Optical Character Recognition (OCR) is the ability to "read" text from a rasterized image and create an editable text from it. There are two ways to use the OCR engine that is built inside Acrobat and each depends on whether the image that contains the text has already been scanned.

If the image is already part of a PDF document, open the OCR engine by choosing Document, Recognize Text Using OCR, Start. In the Recognize Text dialog you can adjust language, resolution to downsample images, and the output method in addition to specifying pages of the document you want processed. Acrobat recognizes not only the text but also the font and other formatting and presents the converted text so that it looks as close to the original as possible (see Figure 44.1). If you need to process only one scanned image in a document you can click on it with the Select tool to select it. Next, right-click (in Windows) or Control-click (on the Mac) on it and select Recognize Text using OCR from the context menu.

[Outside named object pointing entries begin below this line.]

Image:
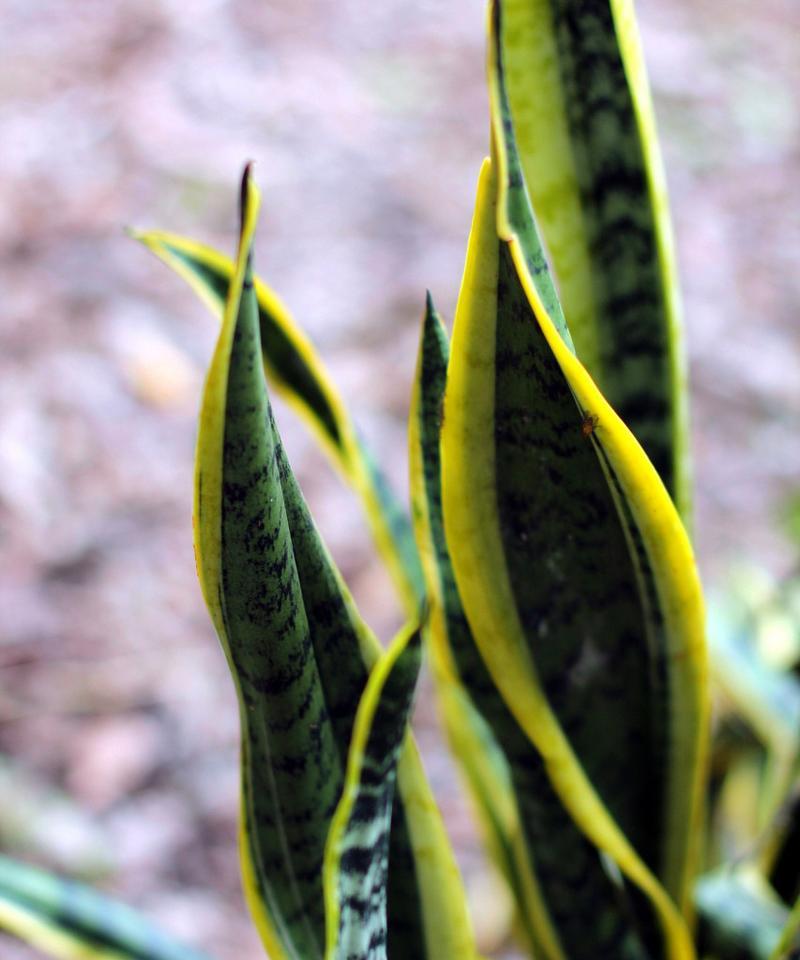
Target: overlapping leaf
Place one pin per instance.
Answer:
(740, 918)
(574, 569)
(294, 369)
(584, 124)
(568, 904)
(300, 658)
(70, 921)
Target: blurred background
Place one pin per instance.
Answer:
(367, 122)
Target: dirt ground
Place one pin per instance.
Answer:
(367, 123)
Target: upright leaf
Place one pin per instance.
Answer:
(584, 125)
(294, 369)
(574, 570)
(357, 858)
(568, 904)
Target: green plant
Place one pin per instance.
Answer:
(552, 577)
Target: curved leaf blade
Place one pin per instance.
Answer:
(568, 904)
(357, 853)
(300, 657)
(295, 370)
(70, 921)
(576, 72)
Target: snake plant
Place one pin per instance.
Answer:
(545, 566)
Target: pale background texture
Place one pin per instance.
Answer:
(367, 122)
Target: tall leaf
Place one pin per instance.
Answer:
(70, 921)
(583, 120)
(575, 572)
(295, 370)
(568, 904)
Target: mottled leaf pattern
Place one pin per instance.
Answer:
(300, 658)
(664, 611)
(584, 125)
(568, 903)
(557, 592)
(70, 921)
(357, 859)
(294, 369)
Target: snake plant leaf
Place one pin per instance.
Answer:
(585, 129)
(300, 658)
(568, 904)
(767, 698)
(575, 572)
(740, 918)
(357, 855)
(295, 370)
(70, 921)
(788, 946)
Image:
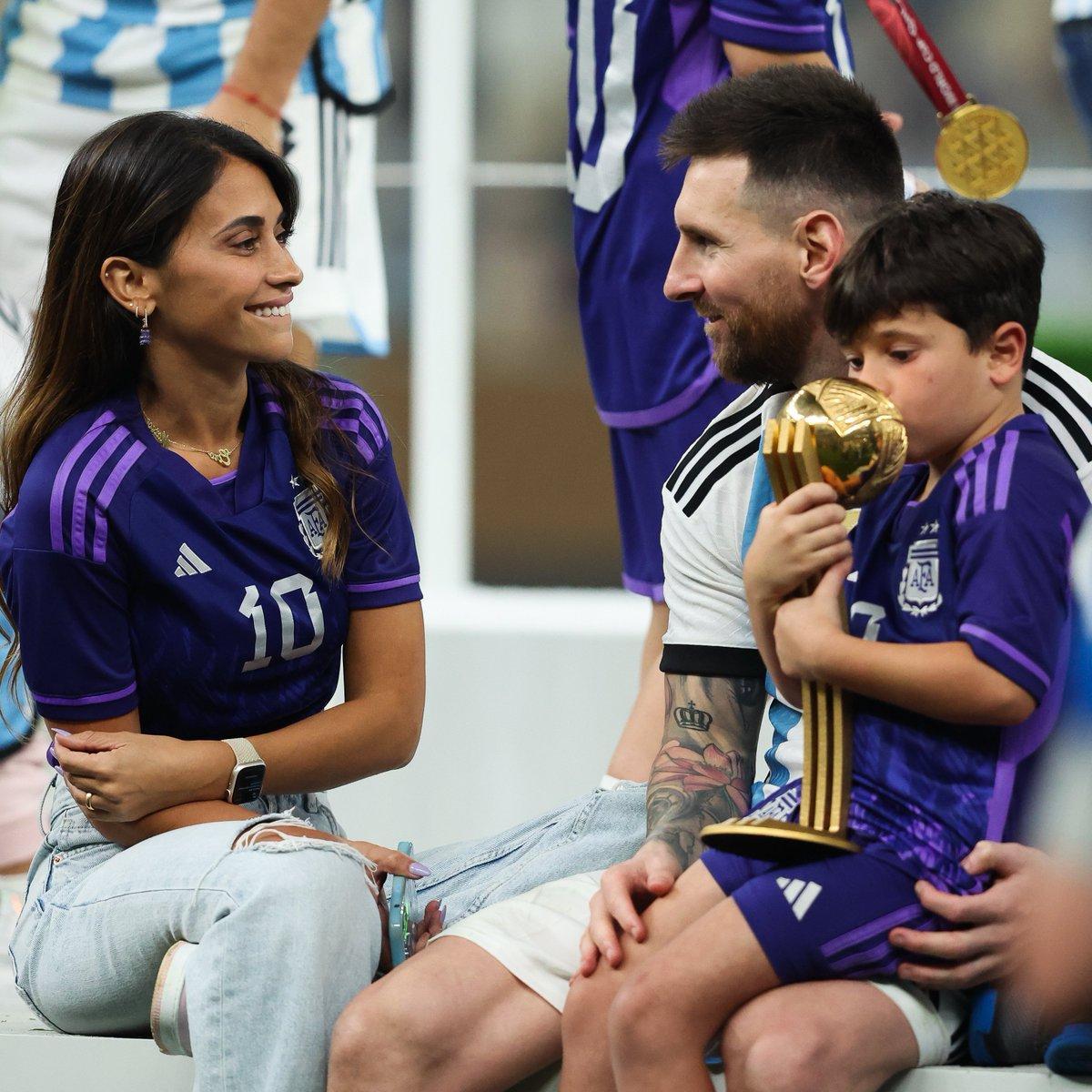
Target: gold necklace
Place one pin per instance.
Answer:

Figure 44.1. Acrobat makes it easy to use OCR to generate editable text.

If you have a printed pageor several pageswith text that you need to convert to editable text you need to bring it into Acrobat first. To do this, choose File, Create PDF, From Scanner. A dialog prompts you to select your scanner and edit OCR settings. These OCR settings are the same as when using the previous method. You can use this feature to scan long paper documents, for example, if your scanner has an auto-feeder. Acrobat generates the total number of pages of the original document.